Народ косило десятками. Гибли что воры, что политические… Зона учила Штурмана: не думай о смерти, подумал о ней – уже умер. Но и учителям, и ученикам конец был один. Холодом и голодом вначале вытравляли твое «я», а потом умертвляли и плоть…
– Что, задубел, Доброжилов?
– Никак нет, гражданин начальник.
За «колючкой», опутывавшей прогулочный дворик, стоял майор Майоров. Здрасьте посрамши.
– Хочешь новость?
– Если не очень плохая, то давайте.
– А это уж ты сам суди: хорошая – плохая. – Майоров вдруг замялся. – В общем, Ус хвост отбросил.
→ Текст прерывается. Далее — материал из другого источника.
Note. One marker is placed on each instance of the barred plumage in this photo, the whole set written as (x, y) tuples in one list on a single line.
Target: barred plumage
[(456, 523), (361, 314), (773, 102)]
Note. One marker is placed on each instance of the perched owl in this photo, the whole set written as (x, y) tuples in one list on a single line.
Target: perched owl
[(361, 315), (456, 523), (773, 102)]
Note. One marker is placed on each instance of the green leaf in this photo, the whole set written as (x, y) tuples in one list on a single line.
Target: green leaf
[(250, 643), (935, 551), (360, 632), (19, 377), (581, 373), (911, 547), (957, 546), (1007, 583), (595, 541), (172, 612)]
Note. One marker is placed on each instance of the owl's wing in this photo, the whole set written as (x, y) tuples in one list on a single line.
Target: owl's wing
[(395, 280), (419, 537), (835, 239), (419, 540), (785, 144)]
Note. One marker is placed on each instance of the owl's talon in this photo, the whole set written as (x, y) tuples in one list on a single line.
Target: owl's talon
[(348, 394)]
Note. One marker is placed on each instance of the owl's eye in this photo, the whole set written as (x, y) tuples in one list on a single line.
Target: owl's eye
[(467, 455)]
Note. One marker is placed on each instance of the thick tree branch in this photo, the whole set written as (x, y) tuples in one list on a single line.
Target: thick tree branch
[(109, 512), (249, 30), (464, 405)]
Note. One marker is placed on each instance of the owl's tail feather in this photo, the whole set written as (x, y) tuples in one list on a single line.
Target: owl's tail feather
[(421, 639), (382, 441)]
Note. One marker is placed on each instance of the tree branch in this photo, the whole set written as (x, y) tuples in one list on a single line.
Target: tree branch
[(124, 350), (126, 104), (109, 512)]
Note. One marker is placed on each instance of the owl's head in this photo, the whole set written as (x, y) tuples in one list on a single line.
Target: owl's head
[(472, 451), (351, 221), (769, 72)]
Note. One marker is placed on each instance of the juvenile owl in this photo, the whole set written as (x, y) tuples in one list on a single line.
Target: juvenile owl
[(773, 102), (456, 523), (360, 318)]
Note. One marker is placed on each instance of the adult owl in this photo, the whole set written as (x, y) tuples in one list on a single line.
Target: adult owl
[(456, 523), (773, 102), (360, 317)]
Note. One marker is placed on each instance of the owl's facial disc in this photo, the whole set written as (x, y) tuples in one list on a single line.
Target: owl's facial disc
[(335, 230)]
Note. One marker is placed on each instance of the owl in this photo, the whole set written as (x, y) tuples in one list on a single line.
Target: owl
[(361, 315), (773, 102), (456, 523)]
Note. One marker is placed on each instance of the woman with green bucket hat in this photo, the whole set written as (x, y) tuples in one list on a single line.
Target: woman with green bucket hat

– Чего? – Прокл подумал, что ослышался.
– Только я тебе ничего не говорил, понял? – Майоров круто развернулся и, бесприютно горбясь под ударами вьюги, зашагал вон из зоны.
Прокл поймал себя на том, что стоит у колючей проволоки с разведенными руками, как городничий в немой сцене гоголевского «Ревизора»… Сталин умер? Как это может быть? Или майор задумал спровоцировать Штурмана?
Нет! Было все-таки в надтреснутом голосе и в сиротских плечах Майорова что-то такое, что убеждало: новость – правда. Не сумеет Майоров сыграть как народный артист. Да и зачем? Что добавишь к двадцати пяти годам «строгача» за Берелех? «Вышку»? Но высшая мера давно не применяется. За нее работают зоны вроде «Широкого»…
Сталин сдох!
Прокл опрометью кинулся к бараку. У конвойного даже глаза на лоб вылезли. Вьюга или ливень – зэки всегда догуливают до конца. Шо це таке?
– Гуталинщик скопытился! – орал Прокл во все подряд волчки железных дверей. – Сталин сдох!
Он не пропустил ни одной камеры. Вертухай раз-другой ткнул его прикладом. Но он не чувствовал боли.
– Сталин сдох!!! – орал он на весь барак. – Ус околел!!!
– Хабибулин окочурился! – тяжело покатилось по зоне.
– Табэ-то, кажу, с того яка корысть? – недоумевал конвойный. – Сталын – нэ Сталын, а срок будэшь мотать до звонка…
– Врешь, гад, я не лагерный житель.
– Шо?
Вертухай замахнулся… Но не ударил.
Все изменилось. Никто не понимал, что принесет смерть Сталина. Никто просто не думал, что такое может случиться. А оно – вот оно. Вот! И все уже сдвинулось, покатилось, понеслось…
Что будет завтра? Конец всему? Или как это – другая жизнь? Другая жизнь в СССР?
Страх, десятилетиями обнулявший людей перед Вождем, вдруг рассеялся: каждый – величина. И медленно, постепенно стало нарастать предчувствие чудесных, невиданных перемен в мире.